This week: The primary runoff and special elections are Tuesday. We will have live coverage here and on our Twitter feed beginning at 7 p.m. CT. The following day, campaign finance reports are due for federal and state officeholders and candidates, with a few exceptions because of runoff timing. We will be updating our Crib Sheets with the latest results. Finally, on Friday – Sunday at the latest – we’ll update our Race Ratings for statewide offices, the Legislature and the Texas Congressional delegation. Check out our new Race Ratings page.
Correction: Our most recent report contained an erroneous reference to 2014 Democratic runoff turnout. We used the primary turnout number instead of the runoff turnout. The post has been updated to strike out the error.
Early voting ended Friday for Tuesday’s primary runoff and special elections.

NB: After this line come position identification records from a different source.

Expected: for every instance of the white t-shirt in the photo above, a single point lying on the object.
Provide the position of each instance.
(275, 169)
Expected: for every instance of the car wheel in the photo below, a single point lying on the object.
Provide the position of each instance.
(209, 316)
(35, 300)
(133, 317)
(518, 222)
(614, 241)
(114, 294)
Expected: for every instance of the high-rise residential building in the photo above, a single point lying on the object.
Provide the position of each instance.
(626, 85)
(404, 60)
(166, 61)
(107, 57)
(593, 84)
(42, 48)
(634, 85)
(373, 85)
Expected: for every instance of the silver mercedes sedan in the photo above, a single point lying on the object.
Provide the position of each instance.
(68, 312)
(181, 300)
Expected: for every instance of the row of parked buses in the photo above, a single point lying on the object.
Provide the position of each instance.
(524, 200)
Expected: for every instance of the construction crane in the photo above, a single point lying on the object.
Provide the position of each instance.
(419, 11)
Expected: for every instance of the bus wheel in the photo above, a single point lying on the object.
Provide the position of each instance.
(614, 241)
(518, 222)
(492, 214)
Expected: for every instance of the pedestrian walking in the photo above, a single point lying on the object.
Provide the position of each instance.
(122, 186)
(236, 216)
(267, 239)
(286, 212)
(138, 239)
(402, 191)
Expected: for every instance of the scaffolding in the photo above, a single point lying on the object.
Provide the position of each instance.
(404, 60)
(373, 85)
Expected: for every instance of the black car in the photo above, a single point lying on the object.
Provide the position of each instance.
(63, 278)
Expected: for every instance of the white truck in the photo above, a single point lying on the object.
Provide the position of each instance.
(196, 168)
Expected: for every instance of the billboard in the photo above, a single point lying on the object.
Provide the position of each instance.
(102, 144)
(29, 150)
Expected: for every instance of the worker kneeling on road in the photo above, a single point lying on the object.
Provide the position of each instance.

Across Texas, 647K people voted in the Democratic runoff – 200K (31%) by mail – accounting for 4% of registered voters statewide. Total votes cast already exceeds the total votes cast in each Democratic runoff since 1994 (747K).
Statewide, 408K Republicans cast ballots – 100K (24%) by mail – early, accounting for 2.5% of all registered voters (not just those in areas with runoffs). The total will increase as final mail ballots arrive this week. Turnout will likely exceed 2018 – no statewide races then either – and will produce the third highest number of Republicans voting in a runoff in state history.
More than 1M Texans have participated in runoff elections for just the third time since 1990 (2012, 2014).
PRES/SEN: A new CBS News/YouGov survey (pdf) finds President Trump leading presumptive Democratic nominee Joe Biden, 46%-45%. We covered a Dallas Morning News/UT-Tyler poll showing Biden up 5 points here.
Men favor Trump, 50%-43%, and women favor Biden, 47%-42%. Biden is favored by voters under 30 (62%-23%) and voters aged 30-44 (49%-39%). Trump leads among older voters, including by a 60%-35% margin among voters 65 and older. Trump leads among White voters, 60%-31%, while Biden leads among Black voters (86%-5%) and Hispanic/Latino voters (60%-30%). Independents are fairly evenly split with 43% supporting Trump and 41% supporting Biden, but “moderates” favor Biden, 58%-26%.
Just 7% of respondents said they “might still” or will “probably change” their presidential vote.
Nearly three quarters of respondents believe “things in America today are going” somewhat (31%) or very badly (42%). While both are underwater, Biden (48/52) fares better than Trump (37/63) when it comes to how they “handle [themselves] personally” regardless of the respondents’ views of their policies.
U.S. Sen. John Cornyn (R) leads both of his potential Democratic opponents in hypothetical matchups. He leads M.J. Hegar, 44%-36%, and Sen. Royce West (D-Dallas), 43%-37%.